Sénégal : Hausse des exportations et baisse des importations, une hausse de 7,8 % en janvier 2026

Sénégal : Hausse des exportations et baisse des importations, une hausse de 7,8 % en janvier 2026

L’économie sénégalaise ouvre l’année 2026 sur un signal de consolidation rare dans les trajectoires africaines contemporaines. Le pays enregistre une progression de 7,8 % des exportations, conjuguée à une contraction marquée des importations, dessinant les contours d’un rééquilibrage stratégique longtemps recherché. Au-delà de la performance conjoncturelle, c’est une inflexion structurelle qui se laisse entrevoir.

Portée par l’essor des hydrocarbures et la vigueur persistante de l’or, cette dynamique exportatrice consacre l’entrée progressive du Sénégal dans une économie de rente maîtrisée, mais aussi de transformation. L’augmentation spectaculaire des ventes d’huiles brutes de pétrole signale moins une dépendance qu’une capacité nouvelle à capter de la valeur sur ses ressources. Dans le même temps, la hausse de la production industrielle (+9,9 %) traduit une consolidation des bases productives nationales, notamment dans l’agroalimentaire et la métallurgie, secteurs à fort potentiel d’intégration régionale.

La baisse significative des importations (-34,4 %) révèle un double mouvement : substitution progressive aux importations et rationalisation de la demande extérieure. Cette évolution participe d’une souveraineté économique en construction, où l’équilibre de la balance commerciale devient un levier politique autant qu’économique.

Cependant, cette avancée ne saurait masquer les fragilités persistantes. Le recul de la production céréalière (-15,6 %) rappelle que la sécurité alimentaire demeure un angle mort. De même, la diminution des créations d’entreprises interroge sur la vitalité du tissu entrepreneurial, pourtant essentiel à une croissance inclusive.

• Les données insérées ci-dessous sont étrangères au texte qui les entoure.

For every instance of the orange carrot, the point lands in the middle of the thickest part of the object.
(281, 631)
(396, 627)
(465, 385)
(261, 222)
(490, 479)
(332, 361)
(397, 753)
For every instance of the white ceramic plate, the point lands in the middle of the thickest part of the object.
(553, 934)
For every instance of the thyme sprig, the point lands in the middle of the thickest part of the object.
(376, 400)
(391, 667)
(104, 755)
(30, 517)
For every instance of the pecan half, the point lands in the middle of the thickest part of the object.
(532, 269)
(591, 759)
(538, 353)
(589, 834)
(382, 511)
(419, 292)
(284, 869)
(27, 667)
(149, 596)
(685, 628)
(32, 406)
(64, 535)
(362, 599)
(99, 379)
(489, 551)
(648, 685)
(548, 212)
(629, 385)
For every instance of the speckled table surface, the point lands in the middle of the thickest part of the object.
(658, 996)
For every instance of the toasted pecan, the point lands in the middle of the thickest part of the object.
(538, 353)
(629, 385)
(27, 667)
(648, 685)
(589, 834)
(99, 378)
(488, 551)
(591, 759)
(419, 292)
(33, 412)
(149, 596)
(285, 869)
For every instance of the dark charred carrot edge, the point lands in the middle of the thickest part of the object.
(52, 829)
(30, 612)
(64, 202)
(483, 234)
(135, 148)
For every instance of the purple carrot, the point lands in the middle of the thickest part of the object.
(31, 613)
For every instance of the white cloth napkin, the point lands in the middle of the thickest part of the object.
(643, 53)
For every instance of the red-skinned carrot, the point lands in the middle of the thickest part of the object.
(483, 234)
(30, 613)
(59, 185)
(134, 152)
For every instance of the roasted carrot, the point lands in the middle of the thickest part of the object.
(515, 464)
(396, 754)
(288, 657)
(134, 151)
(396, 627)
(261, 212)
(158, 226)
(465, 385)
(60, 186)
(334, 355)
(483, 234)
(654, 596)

Dans ce contexte, la stabilité relative de l’inflation constitue un signal de maturité macroéconomique. Elle offre aux autorités une marge de manœuvre précieuse pour orienter les politiques publiques vers l’investissement productif. L’augmentation du crédit au secteur privé et de la masse monétaire témoigne d’un système financier en expansion, susceptible de soutenir cette ambition.

Le Sénégal esquisse ici un modèle africain de transition économique avec une articulation entre exploitation des ressources naturelles, montée en puissance industrielle et discipline macroéconomique. Cette trajectoire, si elle se confirme, pourrait inspirer une nouvelle doctrine de développement sur le continent, fondée sur la valorisation endogène des richesses et la réduction des dépendances structurelles.

Reste à transformer l’essai. Car la véritable mesure de cette performance ne résidera pas dans les pourcentages, mais dans la capacité à irriguer l’ensemble du corps social et à renforcer l’autonomie stratégique du pays.

Le Sénégal avance, avec méthode et lucidité ; et dans ce mouvement, c’est une certaine idée de l’Afrique souveraine qui prend forme, patiemment, mais irréversiblement.